Page 118 of Haunted

“Monica moved to the city,” I continue, ice creeping into my tone. “I can call her and ask if she minds you speaking with her.” I step closer, forcing her to look up to maintain eye contact. “I shouldn’t have to, though. After everything we’ve shared, after the Hunt, after the ceremony and the feast with our benefactors, did you see a single woman who was permanently scarred? No, you did not, because that is the most stringent rule of the Hunt.”

“I—” she starts, then her mouth snaps shut. I can see the internal battle playing out behind those hazel eyes.

“I’ll take you up on that,” she finally says, chin lifting with that stubborn defiance that both infuriates and arouses me. “I need to hear it from her lips, though. No manipulation.”

I nod curtly, both disappointed and offended by her continued suspicion. The woman I’ve claimed, the one who surrendered so beautifully to me, still thinks I might be capable of selling human beings after everything.

“Fine,” I say, voice tight with fury. “You’ll have your proof.” I swallow hard. “Do you want to know the thing I’m most scared of, Mira?”

Mira nods in reply.

“The thing that terrifies me more than any enemy I’ve ever faced is this—us.” My voice cracksdespite my efforts to maintain control. “I believed I was incapable of love. Thought it was beaten out of me years ago, that it was a weakness I couldn’t afford.”

I take a step toward her, then stop, unsure if I have the right to close the distance anymore.

“You changed that. You’ve become my entire world, Mira. Not my obsession or my possession—my world. And I don’t know what the fuck that makes me now. Monsters can’t love, so why do I love you?”

The words tear from my throat like they’re being ripped from my soul.

A single tear escapes from Mira’s eye, trailing down her cheek like liquid silver. Without thinking, I close the distance between us and press my lips to that tear, tasting the salt of her pain on my tongue.

“Xavier...” Her voice breaks on my name.

“I’ll always protect you,” I whisper against her skin, my lips still touching her cheek. “You and the people you love. Cora, your family, anyone who matters to you—they’re under my protection now. That’s all that matters.”

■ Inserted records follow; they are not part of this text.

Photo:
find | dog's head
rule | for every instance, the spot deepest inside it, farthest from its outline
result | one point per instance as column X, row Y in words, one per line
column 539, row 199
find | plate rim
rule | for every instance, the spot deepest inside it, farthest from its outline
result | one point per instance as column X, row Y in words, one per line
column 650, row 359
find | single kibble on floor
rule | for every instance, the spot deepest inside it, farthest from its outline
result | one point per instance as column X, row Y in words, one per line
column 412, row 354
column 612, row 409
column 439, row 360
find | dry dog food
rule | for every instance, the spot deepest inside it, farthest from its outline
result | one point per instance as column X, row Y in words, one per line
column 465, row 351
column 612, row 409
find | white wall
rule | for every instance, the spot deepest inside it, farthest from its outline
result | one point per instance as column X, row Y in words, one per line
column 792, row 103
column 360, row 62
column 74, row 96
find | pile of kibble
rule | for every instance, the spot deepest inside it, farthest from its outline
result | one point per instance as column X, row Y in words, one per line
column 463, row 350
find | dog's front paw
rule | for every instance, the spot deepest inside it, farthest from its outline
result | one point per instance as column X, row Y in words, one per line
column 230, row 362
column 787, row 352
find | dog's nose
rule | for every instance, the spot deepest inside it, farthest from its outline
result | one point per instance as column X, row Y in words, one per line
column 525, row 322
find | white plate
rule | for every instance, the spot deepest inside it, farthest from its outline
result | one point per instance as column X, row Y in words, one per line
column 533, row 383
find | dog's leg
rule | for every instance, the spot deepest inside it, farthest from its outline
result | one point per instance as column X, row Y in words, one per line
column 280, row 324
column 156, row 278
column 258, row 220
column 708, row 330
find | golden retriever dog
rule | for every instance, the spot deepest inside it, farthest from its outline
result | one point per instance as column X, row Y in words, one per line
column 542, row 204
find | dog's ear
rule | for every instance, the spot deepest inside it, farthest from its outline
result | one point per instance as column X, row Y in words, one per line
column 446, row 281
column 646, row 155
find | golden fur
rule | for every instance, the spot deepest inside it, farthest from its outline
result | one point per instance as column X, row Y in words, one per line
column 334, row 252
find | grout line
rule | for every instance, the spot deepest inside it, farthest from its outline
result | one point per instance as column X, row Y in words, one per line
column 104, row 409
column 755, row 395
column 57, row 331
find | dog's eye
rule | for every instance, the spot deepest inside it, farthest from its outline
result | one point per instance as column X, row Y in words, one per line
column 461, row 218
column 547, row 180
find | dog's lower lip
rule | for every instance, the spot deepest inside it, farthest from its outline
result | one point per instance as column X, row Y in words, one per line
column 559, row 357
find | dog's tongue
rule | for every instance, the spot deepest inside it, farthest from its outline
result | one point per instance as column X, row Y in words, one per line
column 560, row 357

I pull back to look into her eyes, seeing the war raging behind them. Her hands tremble as she reaches up to touch my face, her fingers ghosting across my jaw like she’s afraid I might disappear.

“How can you say that’s all that matters?” Her voice is barely audible. “How can I reconcile loving someone who...”

She can’t finish the sentence. Can’t bring herself to say the words that would make it real.

“Someone who kills?” I finish for her, my voice hollow. “Someone who destroys lives for profit?”

She flinches but doesn’t pull away from my touch. Her internal struggle is evident in her features. This woman is falling in love with me, but battling against every moral principle she has ever held.

“I don’t know how to love a monster,” she whispers, tears now flowing freely down both cheeks.

"Then don't." The words grate my throat. "Don't try to make me into what I'm not. I am exactly what I told you—a killer, a criminal, someone who operates in darkness."

I cup her face in my hands, forcing her to meet my eyes.

“But I’m also the man who would burn this entire city to the ground before I let anyone hurt you. I’m the man who would die before I let harm come to anyone you care about.”

Her breath hitches, caught between a sob. “That doesn’t make it right, Xavier.”

“No,” I agree. “It doesn’t. But it’s the only truth I can give you.”

The silence stretches between us like a chasm I don’t know how to cross. Mira stands frozen beside my desk, her eyes locked on mine. She doesn’t move closer, doesn’t reach for me like she has so many times before.

She stares, and that stare is killing me more effectively than any bullet ever could.

Her face is a battlefield of emotions—love warring with revulsion, desire fighting moral outrage.I can practically see her mind cataloging every touch we’ve shared, every tender moment, every whispered confession, and weighing them against the monster I’ve revealed myself to be.

Fear claws at my chest with razor-sharp talons. Real fear, the kind I haven’t felt since I was a child hiding from my father’s fists. This isn’t the calculated concern of a business deal gone wrong or the strategic wariness of facing armed enemies. This is pure terror that the one person who matters might look at me and decide I’m irredeemable.

I have her for a year. The contract is signed, and legally, she belongs to me whether she wants to or not. But standing here watching her process the full scope of what I am, I realize how meaningless that paper is.

I could command her presence, her compliance, even her pleasure. But if I don’t win her heart—if she can’t love the monster along with the man—then I have nothing at all.